Lo dice lei, che ha inventato il G14?
«Sì, l’ho inventato io insieme con un grande amico che è Adriano Galliani, un dirigente di eccellenti qualità al quale mi lega un affetto profondo. Con lui furono Beckenbauer e Rummenigge a dare il vero impulso all’iniziativa».
E allora?
«Allora, lo ripeto, il calcio ha perso i suoi valori antichi, di fedeltà e di passione vera. Prendete il Real Madrid, oggi vive di marketing e basta».
Ha anche qualche buon giocatore.
«Sì, sicuramente, ma io parlo dell’immagine perché anche per me il Real resta il Real, la squadra più grande del mondo. Ma guardate bene lo star system, quello che gira attorno ai calciatori».
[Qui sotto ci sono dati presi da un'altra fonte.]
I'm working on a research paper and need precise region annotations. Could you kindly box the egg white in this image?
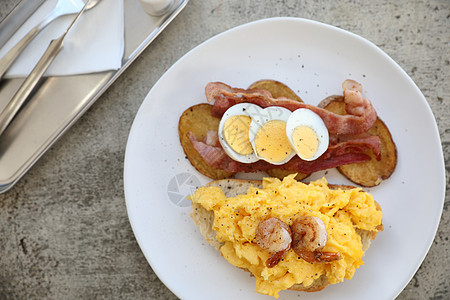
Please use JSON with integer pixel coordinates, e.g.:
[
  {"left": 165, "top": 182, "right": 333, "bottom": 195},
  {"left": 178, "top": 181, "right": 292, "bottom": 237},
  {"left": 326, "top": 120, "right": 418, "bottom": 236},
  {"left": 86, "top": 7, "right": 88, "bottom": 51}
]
[
  {"left": 218, "top": 103, "right": 262, "bottom": 163},
  {"left": 249, "top": 106, "right": 295, "bottom": 165},
  {"left": 286, "top": 108, "right": 330, "bottom": 161}
]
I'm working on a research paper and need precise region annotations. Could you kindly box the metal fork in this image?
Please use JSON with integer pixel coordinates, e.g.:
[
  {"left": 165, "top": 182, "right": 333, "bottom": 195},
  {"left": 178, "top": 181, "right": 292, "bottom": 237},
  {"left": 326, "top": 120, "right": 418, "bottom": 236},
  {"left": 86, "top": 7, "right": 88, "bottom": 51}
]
[{"left": 0, "top": 0, "right": 100, "bottom": 80}]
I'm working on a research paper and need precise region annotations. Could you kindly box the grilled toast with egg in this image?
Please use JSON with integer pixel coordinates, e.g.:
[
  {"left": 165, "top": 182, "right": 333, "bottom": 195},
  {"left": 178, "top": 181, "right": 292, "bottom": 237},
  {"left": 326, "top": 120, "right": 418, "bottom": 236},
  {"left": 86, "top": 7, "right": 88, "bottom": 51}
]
[{"left": 190, "top": 179, "right": 383, "bottom": 292}]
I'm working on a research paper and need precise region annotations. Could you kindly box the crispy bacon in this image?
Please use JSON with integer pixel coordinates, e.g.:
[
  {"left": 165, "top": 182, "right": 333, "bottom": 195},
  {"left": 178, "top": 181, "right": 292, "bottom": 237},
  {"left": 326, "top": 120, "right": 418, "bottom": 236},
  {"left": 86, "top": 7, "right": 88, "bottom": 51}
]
[
  {"left": 188, "top": 132, "right": 380, "bottom": 174},
  {"left": 205, "top": 80, "right": 377, "bottom": 135}
]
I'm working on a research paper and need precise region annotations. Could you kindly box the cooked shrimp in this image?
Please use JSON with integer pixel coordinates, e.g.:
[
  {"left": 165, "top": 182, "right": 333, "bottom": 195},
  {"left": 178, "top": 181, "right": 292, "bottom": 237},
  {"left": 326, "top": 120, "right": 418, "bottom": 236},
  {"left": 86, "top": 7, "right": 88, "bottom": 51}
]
[
  {"left": 291, "top": 216, "right": 341, "bottom": 263},
  {"left": 256, "top": 218, "right": 292, "bottom": 268}
]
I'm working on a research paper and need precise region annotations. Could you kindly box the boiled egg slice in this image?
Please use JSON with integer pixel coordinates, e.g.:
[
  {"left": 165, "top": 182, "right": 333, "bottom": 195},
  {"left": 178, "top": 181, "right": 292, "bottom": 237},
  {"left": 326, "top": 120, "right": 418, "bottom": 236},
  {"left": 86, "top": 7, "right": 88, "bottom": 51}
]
[
  {"left": 249, "top": 106, "right": 295, "bottom": 165},
  {"left": 286, "top": 108, "right": 329, "bottom": 161},
  {"left": 218, "top": 103, "right": 262, "bottom": 163}
]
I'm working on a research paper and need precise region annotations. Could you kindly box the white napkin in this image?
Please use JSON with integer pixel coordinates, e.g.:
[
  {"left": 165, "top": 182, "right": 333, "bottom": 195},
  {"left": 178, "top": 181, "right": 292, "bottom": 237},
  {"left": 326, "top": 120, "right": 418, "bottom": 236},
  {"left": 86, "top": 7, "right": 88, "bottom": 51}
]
[{"left": 0, "top": 0, "right": 124, "bottom": 78}]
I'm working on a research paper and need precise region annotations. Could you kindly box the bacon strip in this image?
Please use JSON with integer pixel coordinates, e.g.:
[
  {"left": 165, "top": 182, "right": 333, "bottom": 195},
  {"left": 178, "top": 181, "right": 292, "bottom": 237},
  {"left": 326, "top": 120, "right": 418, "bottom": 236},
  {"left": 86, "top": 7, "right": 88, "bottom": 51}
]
[
  {"left": 205, "top": 80, "right": 377, "bottom": 135},
  {"left": 187, "top": 132, "right": 379, "bottom": 174}
]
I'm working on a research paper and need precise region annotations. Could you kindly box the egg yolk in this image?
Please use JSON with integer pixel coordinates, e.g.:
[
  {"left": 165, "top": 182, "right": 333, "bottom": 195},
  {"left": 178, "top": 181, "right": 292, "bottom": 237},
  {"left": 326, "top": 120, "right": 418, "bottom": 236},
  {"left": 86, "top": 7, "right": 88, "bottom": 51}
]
[
  {"left": 292, "top": 126, "right": 319, "bottom": 159},
  {"left": 223, "top": 115, "right": 253, "bottom": 155},
  {"left": 255, "top": 120, "right": 292, "bottom": 163}
]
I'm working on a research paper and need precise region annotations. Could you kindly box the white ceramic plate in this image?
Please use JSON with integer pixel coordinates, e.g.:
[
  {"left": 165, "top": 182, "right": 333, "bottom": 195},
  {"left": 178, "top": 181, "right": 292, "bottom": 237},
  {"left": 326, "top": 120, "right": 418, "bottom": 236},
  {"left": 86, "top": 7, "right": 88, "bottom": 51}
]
[{"left": 124, "top": 18, "right": 445, "bottom": 300}]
In Italia suppergiù accade lo stesso.
«In Italia avete tre grandi club, Juventus, Inter e Milan e le altre che cercano di molestarli».
Un caso unico?
«In Spagna i club sono due, in Inghilterra tre o quattro, con l’inserimento del Chelsea dopo Manchester United, Arsenal e Liverpool, in Olanda due, in Francia tre. Come vedete, tutto il calcio è paese».
Intanto i calciatori di ogni dove girano per l’Europa ma gli italiani si fermano nella culla.
«Ho avuto un grande italiano al Real».
Fabio Capello?
«Di Capello parlo dopo. Alludevo a Panucci, un campione, un ragazzo d’oro, con me e con noi si è comportato sempre bene. Dunque i calciatori italiani possono anche emigrare».
Ma non lo fanno.
«Perché il calcio è dei marinai, degli jugoslavi, dei croati, degli olandesi, dei francesi, di quelli che sono abituati ad andare dovunque. Noi spagnoli, come voi italiani, preferiamo stare a casa, vivere con le nostre buone cose, siamo latini. Eppoi io presi un altro reduce dall’Italia, Roberto Carlos, il più grande affare del Real Madrid, da otto anni sempre in prima linea, campione del mondo e d’Europa, esemplare».
Diceva di Capello.
«Fabio è l’allenatore, lui ha competenza, carisma, sa imporre la personalità al gruppo, soprattutto a un gruppo importante. Lo ha dimostrato a Milano, a Madrid, a Roma e ora lo sta facendo con la Juventus. Poteva restare a lungo con il Real ma non poté rifiutare la chiamata di Berlusconi».
Qual è il più grande calciatore in circolazione?
«Vi piace questo gioco? Mi fa impazzire Ibrahimovic, ha un talento incredibile ma credo che Ronaldinho rappresenti in questo momento il calcio, tecnica, tattica e spettacolo. È un fenomeno».
Dica la verità: il calcio italiano con i tribunali, i bilanci fasulli, il doping e tutto il resto non le fa un po’ tristezza?
«Non mi permetto di entrare in questo argomento perché non conosco la realtà delle cose. Devo studiare, è quello che sto facendo con il Parma. Ma il calcio è in crisi di confusione dovunque».
Il Parma. Che cosa ne vuol fare?
«Il Parma deve ricordarsi che è rimasto in serie A all’ultimo secondo dell’ultimissima partita. Da questo deve ripartire, con tranquillità, senza pensare di essere lo stesso di prima, dei trionfi, non dimenticandoli comunque, coppe europee e supercoppe italiane, grandi calciatori. Il passato è un bel momento per la memoria ma anche pericoloso. Oggi il Parma deve sapere che può crescere ma nel tempo, che ci sono le basi per farlo, ha un direttore sportivo di grande competenza, con lui lavoro, con lui parlo continuamente».


Arriverà Del Bosque?
«Media hora, por favor, media hora».